呼び鈴のボタンに指で押しながら、音を口真似します。
「ピンポーン」
暫く待つ亜夜さん。
もう一度呼び鈴を押すべく、右手をあげました。
再び指をボタンに当て「ピンポーン」と口にしながら押そうとした刹那、玄関のドアが開きます。
「いらっしゃい。亜夜っち」
----------
「…お邪魔します」
土間で、靴を脱ぐ亜夜さん。
先に上がった玄関の廊下から、那世さんがその様子を眺めます。
そのふたりの前に、汰世さんが現れました。
「あ、アぁだ。いらっしゃい♪」
「おお、汰世ちゃん」
亜夜さんは、その気合の入った装いに気が付きます。
「また今日は、可愛いおべべ着てるねぇ」
「えへ☆」
「もしかして── 今からデート?」
「そうだよ♡」
「良いなぁ」
「アぁもすればいいじゃん」
「…まあ、そうなんだけどね」
ふたりの会話に、那世さんが口を挟みます。
「確かに、亜夜っちも出来るんだから すれば良いよね。
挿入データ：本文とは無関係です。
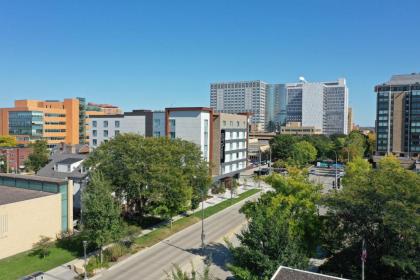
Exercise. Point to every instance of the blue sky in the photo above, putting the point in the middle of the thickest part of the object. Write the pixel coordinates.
(152, 54)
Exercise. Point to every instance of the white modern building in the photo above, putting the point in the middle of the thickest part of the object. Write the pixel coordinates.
(241, 97)
(191, 124)
(105, 127)
(323, 105)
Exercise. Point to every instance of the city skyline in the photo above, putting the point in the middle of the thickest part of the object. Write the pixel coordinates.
(149, 57)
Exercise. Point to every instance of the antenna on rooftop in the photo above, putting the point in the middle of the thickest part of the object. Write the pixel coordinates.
(302, 79)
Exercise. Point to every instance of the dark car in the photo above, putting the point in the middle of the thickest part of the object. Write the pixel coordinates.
(262, 171)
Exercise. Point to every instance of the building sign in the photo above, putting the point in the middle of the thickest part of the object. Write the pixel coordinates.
(222, 146)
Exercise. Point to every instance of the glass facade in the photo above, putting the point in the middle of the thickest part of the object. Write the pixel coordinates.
(409, 121)
(26, 123)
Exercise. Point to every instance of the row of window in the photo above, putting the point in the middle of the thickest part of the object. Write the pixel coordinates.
(105, 133)
(233, 167)
(235, 146)
(105, 123)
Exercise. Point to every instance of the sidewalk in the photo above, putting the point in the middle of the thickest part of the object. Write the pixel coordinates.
(66, 271)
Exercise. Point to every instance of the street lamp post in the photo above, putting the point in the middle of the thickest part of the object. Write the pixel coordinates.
(84, 249)
(202, 220)
(336, 159)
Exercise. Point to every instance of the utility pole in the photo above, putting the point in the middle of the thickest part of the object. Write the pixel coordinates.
(259, 170)
(84, 249)
(336, 159)
(364, 255)
(202, 221)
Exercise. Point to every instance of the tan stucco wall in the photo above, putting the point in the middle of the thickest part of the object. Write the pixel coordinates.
(22, 223)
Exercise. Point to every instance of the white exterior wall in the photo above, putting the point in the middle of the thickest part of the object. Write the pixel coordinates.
(159, 124)
(65, 167)
(132, 124)
(189, 126)
(313, 104)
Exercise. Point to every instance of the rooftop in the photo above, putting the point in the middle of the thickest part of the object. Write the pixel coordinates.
(286, 273)
(69, 160)
(63, 158)
(32, 178)
(405, 79)
(11, 195)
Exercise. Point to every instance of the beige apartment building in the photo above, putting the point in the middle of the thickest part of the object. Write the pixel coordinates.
(32, 207)
(295, 128)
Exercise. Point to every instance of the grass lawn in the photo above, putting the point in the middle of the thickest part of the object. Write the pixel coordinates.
(25, 263)
(162, 233)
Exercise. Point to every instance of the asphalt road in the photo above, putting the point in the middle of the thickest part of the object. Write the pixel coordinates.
(181, 248)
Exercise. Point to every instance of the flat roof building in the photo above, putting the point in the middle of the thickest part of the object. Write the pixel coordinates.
(398, 116)
(26, 216)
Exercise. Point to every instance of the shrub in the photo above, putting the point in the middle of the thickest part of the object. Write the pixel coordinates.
(43, 247)
(115, 252)
(95, 263)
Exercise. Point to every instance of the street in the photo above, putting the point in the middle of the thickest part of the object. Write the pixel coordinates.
(183, 248)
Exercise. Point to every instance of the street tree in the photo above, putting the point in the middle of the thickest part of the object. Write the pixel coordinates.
(7, 141)
(280, 146)
(303, 153)
(101, 212)
(381, 206)
(38, 157)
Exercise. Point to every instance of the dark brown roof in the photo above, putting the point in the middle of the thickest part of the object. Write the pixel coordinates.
(11, 195)
(286, 273)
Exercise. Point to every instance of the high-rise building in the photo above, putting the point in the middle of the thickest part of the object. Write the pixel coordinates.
(323, 105)
(275, 104)
(398, 116)
(55, 121)
(241, 97)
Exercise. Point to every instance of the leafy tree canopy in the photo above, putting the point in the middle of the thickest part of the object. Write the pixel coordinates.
(7, 141)
(101, 212)
(39, 156)
(382, 206)
(153, 175)
(282, 230)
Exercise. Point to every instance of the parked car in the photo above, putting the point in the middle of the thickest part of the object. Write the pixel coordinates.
(262, 171)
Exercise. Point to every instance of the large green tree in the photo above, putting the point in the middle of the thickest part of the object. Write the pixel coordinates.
(282, 229)
(381, 206)
(101, 212)
(39, 155)
(152, 174)
(280, 146)
(7, 141)
(303, 153)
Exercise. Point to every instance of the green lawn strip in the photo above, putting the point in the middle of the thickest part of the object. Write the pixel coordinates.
(23, 264)
(160, 234)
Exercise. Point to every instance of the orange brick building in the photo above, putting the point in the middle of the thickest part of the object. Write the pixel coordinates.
(55, 121)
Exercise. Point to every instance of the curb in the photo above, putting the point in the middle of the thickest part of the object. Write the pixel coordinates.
(147, 248)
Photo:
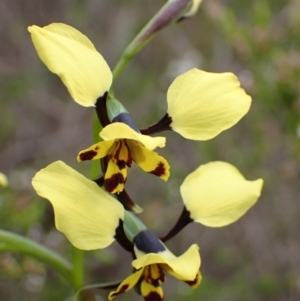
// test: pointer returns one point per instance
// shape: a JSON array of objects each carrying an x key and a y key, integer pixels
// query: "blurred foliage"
[{"x": 257, "y": 258}]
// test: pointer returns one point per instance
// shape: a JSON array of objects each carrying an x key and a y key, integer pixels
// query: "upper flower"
[
  {"x": 153, "y": 259},
  {"x": 123, "y": 145},
  {"x": 200, "y": 104},
  {"x": 72, "y": 56}
]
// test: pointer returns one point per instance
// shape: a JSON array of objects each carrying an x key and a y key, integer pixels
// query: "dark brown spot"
[
  {"x": 88, "y": 155},
  {"x": 121, "y": 290},
  {"x": 160, "y": 170},
  {"x": 111, "y": 183},
  {"x": 162, "y": 125},
  {"x": 122, "y": 163},
  {"x": 153, "y": 296}
]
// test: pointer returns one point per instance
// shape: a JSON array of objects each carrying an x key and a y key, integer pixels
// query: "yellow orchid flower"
[
  {"x": 85, "y": 213},
  {"x": 3, "y": 180},
  {"x": 153, "y": 260},
  {"x": 72, "y": 56},
  {"x": 123, "y": 145},
  {"x": 217, "y": 194},
  {"x": 202, "y": 104}
]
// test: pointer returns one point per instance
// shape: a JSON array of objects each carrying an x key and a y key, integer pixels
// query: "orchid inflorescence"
[{"x": 94, "y": 213}]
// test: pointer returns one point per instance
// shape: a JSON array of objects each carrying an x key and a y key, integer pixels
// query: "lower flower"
[{"x": 150, "y": 268}]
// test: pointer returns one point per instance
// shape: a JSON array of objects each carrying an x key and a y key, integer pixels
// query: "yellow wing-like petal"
[
  {"x": 86, "y": 214},
  {"x": 72, "y": 56},
  {"x": 184, "y": 267},
  {"x": 216, "y": 194},
  {"x": 3, "y": 180},
  {"x": 203, "y": 104},
  {"x": 149, "y": 161},
  {"x": 118, "y": 130}
]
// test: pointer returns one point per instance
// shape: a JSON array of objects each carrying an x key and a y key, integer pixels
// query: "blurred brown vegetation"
[{"x": 257, "y": 258}]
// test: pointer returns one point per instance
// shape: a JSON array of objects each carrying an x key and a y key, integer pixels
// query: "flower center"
[
  {"x": 154, "y": 274},
  {"x": 120, "y": 154}
]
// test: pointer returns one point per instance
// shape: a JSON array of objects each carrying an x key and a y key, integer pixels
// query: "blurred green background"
[{"x": 258, "y": 257}]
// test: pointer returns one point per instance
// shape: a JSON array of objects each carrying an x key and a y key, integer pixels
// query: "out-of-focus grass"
[{"x": 256, "y": 258}]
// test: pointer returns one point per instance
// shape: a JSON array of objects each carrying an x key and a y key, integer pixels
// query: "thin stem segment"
[{"x": 169, "y": 13}]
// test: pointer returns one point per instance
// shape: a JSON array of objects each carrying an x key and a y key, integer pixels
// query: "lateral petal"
[
  {"x": 127, "y": 284},
  {"x": 86, "y": 214},
  {"x": 3, "y": 180},
  {"x": 216, "y": 194},
  {"x": 72, "y": 56},
  {"x": 184, "y": 267},
  {"x": 203, "y": 104},
  {"x": 118, "y": 130},
  {"x": 148, "y": 160}
]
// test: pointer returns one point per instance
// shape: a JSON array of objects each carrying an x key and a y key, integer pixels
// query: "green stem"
[
  {"x": 16, "y": 243},
  {"x": 169, "y": 13},
  {"x": 78, "y": 269}
]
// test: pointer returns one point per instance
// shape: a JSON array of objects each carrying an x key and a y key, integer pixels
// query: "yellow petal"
[
  {"x": 118, "y": 130},
  {"x": 127, "y": 284},
  {"x": 151, "y": 292},
  {"x": 72, "y": 56},
  {"x": 115, "y": 178},
  {"x": 86, "y": 214},
  {"x": 3, "y": 180},
  {"x": 149, "y": 161},
  {"x": 184, "y": 267},
  {"x": 216, "y": 194},
  {"x": 203, "y": 104},
  {"x": 196, "y": 282},
  {"x": 96, "y": 151}
]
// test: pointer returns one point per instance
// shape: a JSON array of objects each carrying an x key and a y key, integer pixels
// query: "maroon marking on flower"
[
  {"x": 160, "y": 170},
  {"x": 123, "y": 289},
  {"x": 122, "y": 163},
  {"x": 88, "y": 155},
  {"x": 153, "y": 296},
  {"x": 111, "y": 183}
]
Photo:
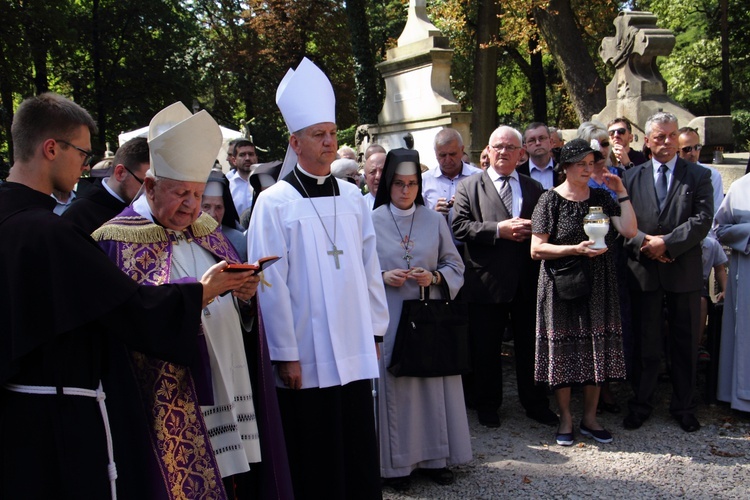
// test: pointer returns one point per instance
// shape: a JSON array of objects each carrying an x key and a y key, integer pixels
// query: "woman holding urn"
[{"x": 579, "y": 339}]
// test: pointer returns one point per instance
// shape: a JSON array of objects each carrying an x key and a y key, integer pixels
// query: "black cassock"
[{"x": 65, "y": 312}]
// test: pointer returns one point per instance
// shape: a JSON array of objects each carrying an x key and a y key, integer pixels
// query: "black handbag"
[
  {"x": 432, "y": 339},
  {"x": 572, "y": 277}
]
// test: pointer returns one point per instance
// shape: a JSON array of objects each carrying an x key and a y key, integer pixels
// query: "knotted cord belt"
[{"x": 97, "y": 394}]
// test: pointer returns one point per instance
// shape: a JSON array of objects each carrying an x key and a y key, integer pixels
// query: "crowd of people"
[{"x": 143, "y": 358}]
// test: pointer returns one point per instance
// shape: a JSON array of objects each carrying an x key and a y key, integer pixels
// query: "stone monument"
[
  {"x": 638, "y": 90},
  {"x": 419, "y": 101}
]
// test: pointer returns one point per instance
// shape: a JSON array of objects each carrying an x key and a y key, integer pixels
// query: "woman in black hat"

な、ぜ、か、相手もいることだし?」
「う゛」
「羨ましいなぁ。ふたりには、そう言うお相手がいて」
「「、、、」」
----------
「そういえば、タぁは急ぐんだった。」
その場に、不穏な空気を感じた汰世さん。
ジト目な那世さんの側を、早足ですり抜けます。
「遅れちゃう、遅れちゃう!」
慌ただしく玄関で靴を履き、ドアの前まで進みました。
ノブに伸ばす手を止め、振り返って亜夜さんの方を見ます。
「アぁ。ナぁの相手、頑張ってぇ」
----------
「汰世ちゃん──」
寒奈家の玄関に取り残された亜夜さん。
その背中を、汰世さんの三つ子の妹の那世さんが指で突付きます。